Each lab’s workflow evolves. Process engineers, regulatory watchdogs, and researchers all look for ingredients that support fast, clean, and risk-managed synthesis. 5-Bromo-2-(2,2,2-trifluoro-ethoxy)-pyridine fits that bill better than many of its peers; it hands researchers more straightforward options and cuts down on the number of workarounds a team needs to finish a project. The chemical supply chain now leans toward flexibility, and intermediates that forgive slightly “less-than-perfect” conditions without tanking the project stay popular.
Every time I supervise a group puzzling over supply chain issues, my advice stays the same: establish a relationship with suppliers to lock in stable batches and forecast needs ahead of schedule. On the cost front, scaling up custom synthesis in cooperation with industrial partners continues lowering the per-kilo price, chipping away at the cost gap between specialized and “off-the-shelf” pyridines.

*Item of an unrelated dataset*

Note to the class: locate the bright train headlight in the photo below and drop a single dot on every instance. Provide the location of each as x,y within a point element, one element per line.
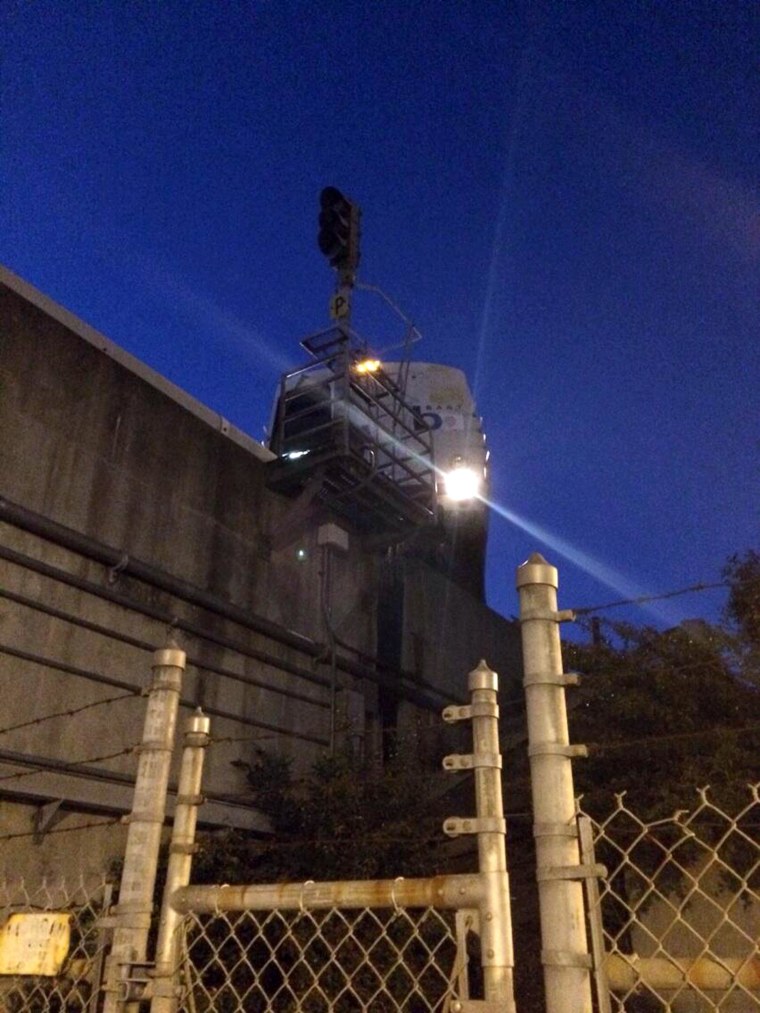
<point>461,483</point>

As green chemistry gains favor, process tweaks using flow reactors and solvent-modified protocols could open further doors. Avoiding chlorinated solvents, using milder conditions, or harnessing recyclable palladium catalysts during cross-coupling can reduce both environmental impact and fees from waste disposal. Students and professionals alike are hungry for protocols that scale smoothly yet align with corporate sustainability targets.
Another solution comes from digital chemistry: machine learning guides route selection in both med-chem and process chemistry settings. By mapping which substrates fare best under diverse catalytic setups, teams can pick pathways that not only work, but deliver high selectivity consistently. The unique sterics and electronics of this pyridine mean it often pops up in search algorithms tuned for high-throughput, low-failure synthetic design.
Experience always outpaces bullet points. 5-Bromo-2-(2,2,2-trifluoro-ethoxy)-pyridine has earned its place as more than another specialty intermediate. Packing both a reactive bromo group and the subtle power of a trifluorinated ether, it enables chemists to push boundaries in drug development, crop protection, and functional material design. Seasoned practitioners appreciate any compound that shortens timelines, boosts reproducibility, and keeps safety protocols manageable, and that’s where this derivative shines.
New application areas remain. As research teams place bigger bets on complex small molecules, expect this compound to crop up in more advanced synthesis strategies. Flexibility is the trait that separates successful new entries from fleeting one-offs. Having watched colleagues and students try out hundreds of reagents, familiarity with a forgiving, multifunctional intermediate like this one encourages risk-taking in route planning and innovative leaps in product design.
To sum it up, the real value shows itself not through broad descriptors but through everyday use, improved results, safer labs, and streamlined projects. The modern chemical industry moves too fast for intermediates that don’t deliver at every step, and it’s clear from near and far that 5-Bromo-2-(2,2,2-trifluoro-ethoxy)-pyridine continues to prove itself in practical, ground-level chemistry.